Peradaban Islam bukanlah keinginan yang mustahil untuk direalisasikan kembali. Karena ajaran Islam tidak mengenal sekat waktu –meski ia diturunkan sekitar 14 abad yang lalu- ajarannya akan selalu bisa kita kondisikan dengan setiap keadaan. Seperti yang dikatakan oleh Sayyid Quthb dalam Tafsir fi Zilal Al-Qur’an bahwa peradaban Islam akan kembali menguasai dunia manakala pribadi-pribadi muslim seperti generasi Islam awal telah tercipta kembali. Dan sebagai umat Islam kita wajib menyambut kembalinya peradaban Islam dengan mempersiapkan diri untuk menjadi pribadi-pribadi Islam yang kemudian membentuk masyarakat Islam.
Kita harus yakini bahwa seorang manusia muslim adalah seorang pembelajar sejati yang hidupnya senantiasa bukan digantungkan untuk tujuan jangka pendek namun juga untuk kehidupan esok hari yang bisa melampaui batas usianya. Tujuan hidupnya adalah keridhoan Allah, visi hidupnya adalah membangun peradaban Islam yang telah dihancurkan oleh musuh-musuh Islam. Saudaraku, kini saatnya menyongsong kembali kebangkitan Islam !! Qul Bi Fakhrin bianna Muslimuun !!!.
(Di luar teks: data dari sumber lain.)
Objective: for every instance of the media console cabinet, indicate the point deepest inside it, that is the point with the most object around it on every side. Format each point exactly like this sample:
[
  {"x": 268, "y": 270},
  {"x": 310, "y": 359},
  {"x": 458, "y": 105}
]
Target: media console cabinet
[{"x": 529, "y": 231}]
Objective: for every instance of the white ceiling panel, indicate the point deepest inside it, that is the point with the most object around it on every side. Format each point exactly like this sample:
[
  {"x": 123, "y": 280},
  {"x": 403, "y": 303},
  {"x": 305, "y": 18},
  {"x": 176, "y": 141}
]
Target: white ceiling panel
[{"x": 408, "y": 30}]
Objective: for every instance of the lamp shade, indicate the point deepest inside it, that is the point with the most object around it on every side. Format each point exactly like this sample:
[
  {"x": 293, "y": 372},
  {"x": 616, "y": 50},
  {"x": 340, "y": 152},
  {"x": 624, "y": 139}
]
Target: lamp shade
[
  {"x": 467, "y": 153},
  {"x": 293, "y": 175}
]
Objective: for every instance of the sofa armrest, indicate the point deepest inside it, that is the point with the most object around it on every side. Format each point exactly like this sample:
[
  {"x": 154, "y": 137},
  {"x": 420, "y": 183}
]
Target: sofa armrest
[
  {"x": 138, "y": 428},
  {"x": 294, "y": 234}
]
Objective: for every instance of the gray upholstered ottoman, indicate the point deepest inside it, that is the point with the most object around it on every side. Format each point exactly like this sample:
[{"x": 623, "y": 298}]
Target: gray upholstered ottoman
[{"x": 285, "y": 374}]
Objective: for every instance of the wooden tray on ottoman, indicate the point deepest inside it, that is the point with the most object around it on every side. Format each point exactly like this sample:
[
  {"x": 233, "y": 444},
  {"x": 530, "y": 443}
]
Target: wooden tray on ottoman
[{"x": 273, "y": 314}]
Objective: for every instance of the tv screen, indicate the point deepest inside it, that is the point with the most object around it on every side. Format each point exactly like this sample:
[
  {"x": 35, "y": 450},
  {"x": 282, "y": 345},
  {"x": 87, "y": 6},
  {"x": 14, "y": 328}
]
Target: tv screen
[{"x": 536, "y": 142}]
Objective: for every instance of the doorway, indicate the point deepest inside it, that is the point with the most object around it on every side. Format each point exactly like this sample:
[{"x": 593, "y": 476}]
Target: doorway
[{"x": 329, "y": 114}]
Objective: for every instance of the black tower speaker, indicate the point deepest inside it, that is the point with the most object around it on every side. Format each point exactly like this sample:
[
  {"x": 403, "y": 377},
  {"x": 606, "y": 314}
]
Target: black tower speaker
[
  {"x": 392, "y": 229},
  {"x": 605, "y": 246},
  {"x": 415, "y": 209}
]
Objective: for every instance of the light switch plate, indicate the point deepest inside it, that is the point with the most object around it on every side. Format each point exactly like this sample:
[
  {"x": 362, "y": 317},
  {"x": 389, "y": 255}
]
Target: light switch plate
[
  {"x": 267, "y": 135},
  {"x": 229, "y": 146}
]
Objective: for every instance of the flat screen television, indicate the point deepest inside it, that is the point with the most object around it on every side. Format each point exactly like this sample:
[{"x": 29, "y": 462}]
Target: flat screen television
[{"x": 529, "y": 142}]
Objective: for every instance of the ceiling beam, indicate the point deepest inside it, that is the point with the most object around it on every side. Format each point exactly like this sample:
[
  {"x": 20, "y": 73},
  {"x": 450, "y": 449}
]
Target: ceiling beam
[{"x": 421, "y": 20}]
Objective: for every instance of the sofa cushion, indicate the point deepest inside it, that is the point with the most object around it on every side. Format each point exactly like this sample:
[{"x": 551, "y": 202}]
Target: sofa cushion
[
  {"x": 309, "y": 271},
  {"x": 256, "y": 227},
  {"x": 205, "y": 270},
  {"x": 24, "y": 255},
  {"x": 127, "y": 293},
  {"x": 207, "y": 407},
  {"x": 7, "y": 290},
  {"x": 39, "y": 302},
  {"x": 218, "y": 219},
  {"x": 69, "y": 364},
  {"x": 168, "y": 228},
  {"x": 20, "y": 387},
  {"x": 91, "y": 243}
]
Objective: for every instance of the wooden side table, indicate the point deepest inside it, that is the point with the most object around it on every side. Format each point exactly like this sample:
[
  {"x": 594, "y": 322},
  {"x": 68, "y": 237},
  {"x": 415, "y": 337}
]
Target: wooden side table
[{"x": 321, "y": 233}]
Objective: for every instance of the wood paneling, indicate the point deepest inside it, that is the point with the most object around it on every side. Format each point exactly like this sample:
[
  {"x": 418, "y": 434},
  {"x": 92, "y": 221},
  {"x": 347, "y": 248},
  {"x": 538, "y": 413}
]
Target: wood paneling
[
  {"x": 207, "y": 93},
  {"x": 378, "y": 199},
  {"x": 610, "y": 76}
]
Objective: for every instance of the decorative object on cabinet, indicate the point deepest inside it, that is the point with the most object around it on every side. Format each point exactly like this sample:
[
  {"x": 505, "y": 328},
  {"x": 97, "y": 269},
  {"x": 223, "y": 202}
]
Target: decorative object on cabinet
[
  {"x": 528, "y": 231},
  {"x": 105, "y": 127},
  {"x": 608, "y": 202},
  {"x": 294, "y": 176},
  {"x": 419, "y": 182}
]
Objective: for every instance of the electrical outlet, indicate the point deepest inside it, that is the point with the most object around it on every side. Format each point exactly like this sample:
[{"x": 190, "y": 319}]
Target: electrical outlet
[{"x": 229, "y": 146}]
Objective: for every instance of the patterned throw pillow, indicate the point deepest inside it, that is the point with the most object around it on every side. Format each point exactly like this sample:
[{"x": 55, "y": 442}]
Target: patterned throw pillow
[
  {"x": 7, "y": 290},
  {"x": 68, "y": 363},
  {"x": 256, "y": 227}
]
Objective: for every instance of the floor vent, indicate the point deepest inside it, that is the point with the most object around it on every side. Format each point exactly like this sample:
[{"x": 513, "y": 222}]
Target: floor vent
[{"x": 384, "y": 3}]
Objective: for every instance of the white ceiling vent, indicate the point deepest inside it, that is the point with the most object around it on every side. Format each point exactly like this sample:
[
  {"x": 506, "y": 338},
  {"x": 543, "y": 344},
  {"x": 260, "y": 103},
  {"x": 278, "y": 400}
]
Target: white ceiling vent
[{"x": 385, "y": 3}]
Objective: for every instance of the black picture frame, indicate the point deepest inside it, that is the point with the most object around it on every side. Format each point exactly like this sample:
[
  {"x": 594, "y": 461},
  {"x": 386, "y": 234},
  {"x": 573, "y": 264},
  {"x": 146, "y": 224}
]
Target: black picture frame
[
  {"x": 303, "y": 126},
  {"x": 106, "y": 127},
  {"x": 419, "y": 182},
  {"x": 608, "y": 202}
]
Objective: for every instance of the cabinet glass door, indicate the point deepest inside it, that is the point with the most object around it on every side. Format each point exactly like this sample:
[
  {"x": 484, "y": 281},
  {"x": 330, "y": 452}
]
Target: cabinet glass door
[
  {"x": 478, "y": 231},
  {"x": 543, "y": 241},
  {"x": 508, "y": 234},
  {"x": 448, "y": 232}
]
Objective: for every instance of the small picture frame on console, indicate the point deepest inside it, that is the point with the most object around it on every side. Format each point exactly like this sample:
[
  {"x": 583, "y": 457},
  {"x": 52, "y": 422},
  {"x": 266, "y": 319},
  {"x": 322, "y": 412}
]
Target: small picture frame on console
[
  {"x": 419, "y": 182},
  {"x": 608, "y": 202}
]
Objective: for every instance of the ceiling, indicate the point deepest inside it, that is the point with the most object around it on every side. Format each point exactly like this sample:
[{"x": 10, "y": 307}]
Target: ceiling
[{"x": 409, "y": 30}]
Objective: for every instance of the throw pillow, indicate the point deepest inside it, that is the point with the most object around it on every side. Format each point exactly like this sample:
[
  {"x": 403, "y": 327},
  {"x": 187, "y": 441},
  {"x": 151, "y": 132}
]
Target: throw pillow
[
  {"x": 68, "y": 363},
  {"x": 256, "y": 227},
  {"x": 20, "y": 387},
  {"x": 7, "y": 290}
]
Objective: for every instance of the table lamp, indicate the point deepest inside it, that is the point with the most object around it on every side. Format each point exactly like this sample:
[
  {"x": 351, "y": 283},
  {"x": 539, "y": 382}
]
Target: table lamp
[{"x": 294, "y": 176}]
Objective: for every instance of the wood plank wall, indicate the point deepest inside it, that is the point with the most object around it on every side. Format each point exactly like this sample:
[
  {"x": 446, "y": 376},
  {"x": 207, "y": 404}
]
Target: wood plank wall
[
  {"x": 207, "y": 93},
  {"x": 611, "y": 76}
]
Kupersembahkan untuk seluruh saudaraku,
Yang senantiasa berjihad di jalan-Nya
Raihlah kemenangan seiring dengan pekikan takbir

Referensi :

1. H.M. Anis Matta, Lc., Model Manusia Muslim, Pesona Abad Ke-21, PT Syamil Cipta Media, Bandung, 2002.
2. H. Toto Tasmara, Transdental Intelegence (Kecerdasan Ruhaniah), Gema Insani Press, Jakarta, 2000.
3. Sayyid Quthb, Tafsir fi Zilal Al-Qur’an, Pustaka Al-Kautsar, Jakarta, 2003Hasan Al-Banna, Memoar Hasan Al-Banna, Untuk Dakwah dan Para Dainya, Era Intermedia, Solo, 2000.